One of the archetypal images that has come down through the Christian tradition is the idea of a Day of Judgement followed by the casting into everlasting torment of those deemed not fit for heaven. Christian art is full of this - just think of Michelangelo's Last Judgement on the wall of the Sistine Chapel, or Dante's Inferno. The idea is still very much alive today, and not just within Christianity.

But it has problems. I would like to outline just three.

First, if God knew exactly what to expect when He created humankind, having thought it all through beforehand as part of the design phase, and if part of that plan included an expectation, before He had even created them, that He would end up consigning considerable percentages of His Creation to everlasting torment, then I'm not sure that is a God I want to worship. Better, surely, never to have created in the first place, or at the very least to have decided to snuff them out. Keeping them gratuitously alive in eternal torment is sadism, pure and simple.
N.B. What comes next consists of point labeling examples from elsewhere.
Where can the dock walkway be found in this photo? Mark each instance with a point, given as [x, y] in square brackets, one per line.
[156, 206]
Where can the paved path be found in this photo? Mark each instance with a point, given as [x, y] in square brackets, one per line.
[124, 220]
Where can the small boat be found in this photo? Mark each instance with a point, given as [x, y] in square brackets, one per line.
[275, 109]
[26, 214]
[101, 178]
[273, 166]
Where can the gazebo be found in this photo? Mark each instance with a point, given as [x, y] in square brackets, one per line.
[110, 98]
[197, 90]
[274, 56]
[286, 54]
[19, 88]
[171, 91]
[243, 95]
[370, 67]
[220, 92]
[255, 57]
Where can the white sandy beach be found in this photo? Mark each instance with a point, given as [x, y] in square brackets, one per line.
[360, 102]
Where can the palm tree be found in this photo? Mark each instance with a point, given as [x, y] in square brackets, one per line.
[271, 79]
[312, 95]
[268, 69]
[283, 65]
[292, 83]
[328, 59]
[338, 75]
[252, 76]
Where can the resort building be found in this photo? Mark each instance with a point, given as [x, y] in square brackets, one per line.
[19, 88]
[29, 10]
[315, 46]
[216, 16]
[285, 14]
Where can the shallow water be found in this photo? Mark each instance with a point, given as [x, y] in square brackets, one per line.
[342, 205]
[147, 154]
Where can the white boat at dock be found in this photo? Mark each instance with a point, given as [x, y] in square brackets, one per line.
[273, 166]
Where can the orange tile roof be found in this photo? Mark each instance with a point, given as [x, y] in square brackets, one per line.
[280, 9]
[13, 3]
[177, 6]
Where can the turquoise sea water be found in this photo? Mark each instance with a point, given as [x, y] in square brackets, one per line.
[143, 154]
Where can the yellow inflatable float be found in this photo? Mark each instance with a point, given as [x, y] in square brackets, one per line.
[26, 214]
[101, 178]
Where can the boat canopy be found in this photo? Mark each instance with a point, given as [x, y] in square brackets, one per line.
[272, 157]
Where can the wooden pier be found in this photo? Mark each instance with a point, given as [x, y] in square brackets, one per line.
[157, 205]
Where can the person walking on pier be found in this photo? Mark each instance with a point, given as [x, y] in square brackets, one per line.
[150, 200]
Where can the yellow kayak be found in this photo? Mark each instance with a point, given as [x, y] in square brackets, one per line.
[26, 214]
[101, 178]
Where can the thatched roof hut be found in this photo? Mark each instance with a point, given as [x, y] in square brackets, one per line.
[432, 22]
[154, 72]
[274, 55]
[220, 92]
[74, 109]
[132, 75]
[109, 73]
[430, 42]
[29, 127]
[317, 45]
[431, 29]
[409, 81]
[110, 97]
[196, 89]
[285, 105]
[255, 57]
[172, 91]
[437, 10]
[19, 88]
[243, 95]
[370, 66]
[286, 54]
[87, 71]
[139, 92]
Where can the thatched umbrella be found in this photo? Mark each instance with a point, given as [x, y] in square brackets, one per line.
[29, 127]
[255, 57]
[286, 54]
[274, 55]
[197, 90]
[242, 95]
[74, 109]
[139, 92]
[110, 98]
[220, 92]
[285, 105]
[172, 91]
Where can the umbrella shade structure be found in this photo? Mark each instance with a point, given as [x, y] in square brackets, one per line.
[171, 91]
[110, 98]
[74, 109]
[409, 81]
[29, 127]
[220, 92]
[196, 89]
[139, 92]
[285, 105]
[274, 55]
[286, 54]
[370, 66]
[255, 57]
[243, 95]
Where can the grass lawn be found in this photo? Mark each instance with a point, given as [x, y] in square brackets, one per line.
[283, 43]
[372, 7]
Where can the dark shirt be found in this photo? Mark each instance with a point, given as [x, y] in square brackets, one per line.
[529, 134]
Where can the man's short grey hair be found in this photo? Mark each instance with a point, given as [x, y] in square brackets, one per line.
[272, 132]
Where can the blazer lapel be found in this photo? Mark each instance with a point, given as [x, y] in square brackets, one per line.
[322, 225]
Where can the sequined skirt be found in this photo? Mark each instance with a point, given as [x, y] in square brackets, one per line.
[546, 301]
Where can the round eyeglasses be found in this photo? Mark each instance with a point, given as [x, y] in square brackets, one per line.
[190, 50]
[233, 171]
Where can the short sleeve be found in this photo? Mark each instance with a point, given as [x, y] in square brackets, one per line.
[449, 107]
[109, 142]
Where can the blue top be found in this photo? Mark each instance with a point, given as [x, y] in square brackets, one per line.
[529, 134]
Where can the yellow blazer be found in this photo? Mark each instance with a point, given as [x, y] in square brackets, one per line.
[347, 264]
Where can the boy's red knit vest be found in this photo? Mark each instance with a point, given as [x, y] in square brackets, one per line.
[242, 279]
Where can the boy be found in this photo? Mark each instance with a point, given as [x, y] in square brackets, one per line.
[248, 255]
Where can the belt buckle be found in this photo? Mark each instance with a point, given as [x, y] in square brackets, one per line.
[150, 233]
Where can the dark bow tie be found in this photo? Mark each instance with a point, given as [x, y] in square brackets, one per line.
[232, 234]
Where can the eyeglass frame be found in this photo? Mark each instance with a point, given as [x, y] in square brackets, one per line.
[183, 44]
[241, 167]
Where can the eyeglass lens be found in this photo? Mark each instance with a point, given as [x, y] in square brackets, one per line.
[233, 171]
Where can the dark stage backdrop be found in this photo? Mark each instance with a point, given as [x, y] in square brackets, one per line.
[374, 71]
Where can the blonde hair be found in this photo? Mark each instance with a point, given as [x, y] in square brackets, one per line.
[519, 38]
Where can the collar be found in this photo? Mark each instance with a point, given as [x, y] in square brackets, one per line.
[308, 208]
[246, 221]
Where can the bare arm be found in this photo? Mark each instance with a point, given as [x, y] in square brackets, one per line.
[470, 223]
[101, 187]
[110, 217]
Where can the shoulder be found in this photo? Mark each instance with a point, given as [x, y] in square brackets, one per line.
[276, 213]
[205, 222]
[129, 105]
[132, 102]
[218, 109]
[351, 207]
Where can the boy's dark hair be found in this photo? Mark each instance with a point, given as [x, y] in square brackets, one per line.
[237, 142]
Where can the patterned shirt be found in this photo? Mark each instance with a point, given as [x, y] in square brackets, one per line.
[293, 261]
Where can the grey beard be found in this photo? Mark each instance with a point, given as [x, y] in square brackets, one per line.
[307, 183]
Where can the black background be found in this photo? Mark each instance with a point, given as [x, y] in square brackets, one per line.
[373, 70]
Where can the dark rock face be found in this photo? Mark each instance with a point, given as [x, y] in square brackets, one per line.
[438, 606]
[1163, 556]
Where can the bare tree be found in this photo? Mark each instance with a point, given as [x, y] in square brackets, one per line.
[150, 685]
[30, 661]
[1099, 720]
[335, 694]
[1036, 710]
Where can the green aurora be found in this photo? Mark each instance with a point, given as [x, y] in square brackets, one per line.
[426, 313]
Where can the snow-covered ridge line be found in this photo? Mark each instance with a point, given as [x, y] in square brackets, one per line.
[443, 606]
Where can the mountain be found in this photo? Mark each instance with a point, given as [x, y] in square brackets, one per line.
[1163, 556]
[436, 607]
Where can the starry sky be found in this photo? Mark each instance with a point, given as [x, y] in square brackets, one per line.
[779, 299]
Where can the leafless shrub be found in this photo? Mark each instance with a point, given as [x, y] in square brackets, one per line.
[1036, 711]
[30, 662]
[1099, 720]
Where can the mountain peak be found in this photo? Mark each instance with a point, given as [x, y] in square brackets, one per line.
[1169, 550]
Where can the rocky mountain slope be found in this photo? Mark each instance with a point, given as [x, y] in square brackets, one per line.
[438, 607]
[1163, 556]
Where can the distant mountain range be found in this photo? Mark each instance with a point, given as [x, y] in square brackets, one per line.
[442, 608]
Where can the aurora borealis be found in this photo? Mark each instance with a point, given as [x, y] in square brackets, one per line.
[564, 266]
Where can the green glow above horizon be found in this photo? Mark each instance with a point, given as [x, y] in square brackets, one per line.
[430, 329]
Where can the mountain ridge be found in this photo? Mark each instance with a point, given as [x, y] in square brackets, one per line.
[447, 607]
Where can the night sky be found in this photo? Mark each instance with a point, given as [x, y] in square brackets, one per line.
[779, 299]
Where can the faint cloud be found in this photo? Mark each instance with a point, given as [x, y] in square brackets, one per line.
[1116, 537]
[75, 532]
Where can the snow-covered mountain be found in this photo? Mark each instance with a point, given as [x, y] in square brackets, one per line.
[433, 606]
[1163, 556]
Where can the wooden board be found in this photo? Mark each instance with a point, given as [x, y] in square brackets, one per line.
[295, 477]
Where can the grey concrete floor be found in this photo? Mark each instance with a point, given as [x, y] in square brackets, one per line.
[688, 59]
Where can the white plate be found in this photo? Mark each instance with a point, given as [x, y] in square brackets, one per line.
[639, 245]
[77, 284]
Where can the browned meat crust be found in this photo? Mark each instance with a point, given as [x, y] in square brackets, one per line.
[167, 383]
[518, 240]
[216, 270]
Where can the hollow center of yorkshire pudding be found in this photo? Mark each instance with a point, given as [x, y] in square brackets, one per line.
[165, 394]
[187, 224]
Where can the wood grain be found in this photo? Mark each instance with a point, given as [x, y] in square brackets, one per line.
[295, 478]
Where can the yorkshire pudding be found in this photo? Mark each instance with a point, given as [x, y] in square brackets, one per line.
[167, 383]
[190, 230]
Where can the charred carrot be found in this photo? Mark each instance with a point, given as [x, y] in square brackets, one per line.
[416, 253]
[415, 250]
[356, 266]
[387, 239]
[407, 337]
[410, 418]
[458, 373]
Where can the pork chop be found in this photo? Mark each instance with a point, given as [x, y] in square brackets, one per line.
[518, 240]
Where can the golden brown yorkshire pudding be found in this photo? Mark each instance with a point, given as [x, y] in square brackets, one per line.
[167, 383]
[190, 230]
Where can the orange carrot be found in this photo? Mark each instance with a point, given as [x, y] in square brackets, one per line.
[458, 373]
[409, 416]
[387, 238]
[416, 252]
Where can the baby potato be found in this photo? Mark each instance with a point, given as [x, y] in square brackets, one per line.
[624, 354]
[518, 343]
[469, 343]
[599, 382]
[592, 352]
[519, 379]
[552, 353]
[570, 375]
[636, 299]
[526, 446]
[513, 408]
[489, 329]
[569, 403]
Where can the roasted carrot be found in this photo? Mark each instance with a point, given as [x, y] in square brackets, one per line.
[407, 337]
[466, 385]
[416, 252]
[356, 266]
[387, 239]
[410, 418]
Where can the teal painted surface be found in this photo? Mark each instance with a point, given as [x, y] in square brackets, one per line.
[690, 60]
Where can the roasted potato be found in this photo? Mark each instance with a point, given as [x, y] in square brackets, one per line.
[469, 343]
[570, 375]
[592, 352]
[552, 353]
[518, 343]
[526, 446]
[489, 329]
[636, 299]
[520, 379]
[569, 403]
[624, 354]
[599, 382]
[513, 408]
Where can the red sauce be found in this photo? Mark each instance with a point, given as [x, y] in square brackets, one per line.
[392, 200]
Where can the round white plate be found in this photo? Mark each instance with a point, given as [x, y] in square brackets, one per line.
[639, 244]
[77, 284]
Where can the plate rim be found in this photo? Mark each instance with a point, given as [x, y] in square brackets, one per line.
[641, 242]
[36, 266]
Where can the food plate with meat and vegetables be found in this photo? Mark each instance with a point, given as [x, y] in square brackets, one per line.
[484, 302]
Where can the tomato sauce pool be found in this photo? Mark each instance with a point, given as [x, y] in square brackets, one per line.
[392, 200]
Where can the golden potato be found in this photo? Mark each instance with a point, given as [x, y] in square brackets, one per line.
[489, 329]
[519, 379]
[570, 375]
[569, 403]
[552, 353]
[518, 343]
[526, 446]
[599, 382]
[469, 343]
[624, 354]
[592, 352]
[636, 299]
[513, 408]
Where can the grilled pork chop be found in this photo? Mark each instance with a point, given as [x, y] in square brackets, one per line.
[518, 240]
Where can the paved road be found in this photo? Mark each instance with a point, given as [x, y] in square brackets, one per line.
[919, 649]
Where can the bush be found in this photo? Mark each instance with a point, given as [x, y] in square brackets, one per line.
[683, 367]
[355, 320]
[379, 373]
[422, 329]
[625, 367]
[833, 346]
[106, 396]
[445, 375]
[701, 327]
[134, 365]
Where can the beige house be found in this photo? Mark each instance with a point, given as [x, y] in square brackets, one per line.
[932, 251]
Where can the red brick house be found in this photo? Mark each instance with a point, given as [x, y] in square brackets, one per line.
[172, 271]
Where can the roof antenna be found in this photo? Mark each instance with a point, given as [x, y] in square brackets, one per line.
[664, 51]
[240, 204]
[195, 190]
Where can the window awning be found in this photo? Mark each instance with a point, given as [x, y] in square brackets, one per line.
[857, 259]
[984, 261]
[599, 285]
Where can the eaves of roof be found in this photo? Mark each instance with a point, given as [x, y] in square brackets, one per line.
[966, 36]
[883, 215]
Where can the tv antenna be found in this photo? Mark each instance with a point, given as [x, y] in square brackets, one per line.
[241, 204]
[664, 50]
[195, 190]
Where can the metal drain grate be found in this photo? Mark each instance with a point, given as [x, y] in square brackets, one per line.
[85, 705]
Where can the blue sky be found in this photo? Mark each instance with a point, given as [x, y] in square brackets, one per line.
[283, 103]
Second, what else does such a scenario say about the character of God? As I see it, it says He's a quitter. It would appear that He budgets a mere three-score years and ten during which time He deigns to try and woo us to worship Him, but then tires of the effort and drops us in the bin. This from someone who has all eternity to pursue us, to reach out to us, to wait for us to turn again as the father of the prodigal son waited. After a trifling 70 years He gives up! I just don't see it: isn't there a story about a shepherd who refuses to rest until all 100 of his sheep are safely in the fold?

Third, the whole idea seems disproportionate. You hear a lot from Christians about God being a god of justice; that we have free will and that punishment is our just deserts. To which my answer has to be: how much sin can you commit in three-score years and ten? Is there anything just in handing down infinite punishment in response to a finite amount of sin?

The heart of the Christian story is that God took human form, immersed Himself in human affairs and subjected himself to the worst humans could do to Him - crucifixion on a Roman cross - in order to show that He would NEVER give up on us, even if we killed him. I have no idea what happens beyond the grave, but one thing I am sure of: if God is remotely godlike, He's not going to give up on me that easily.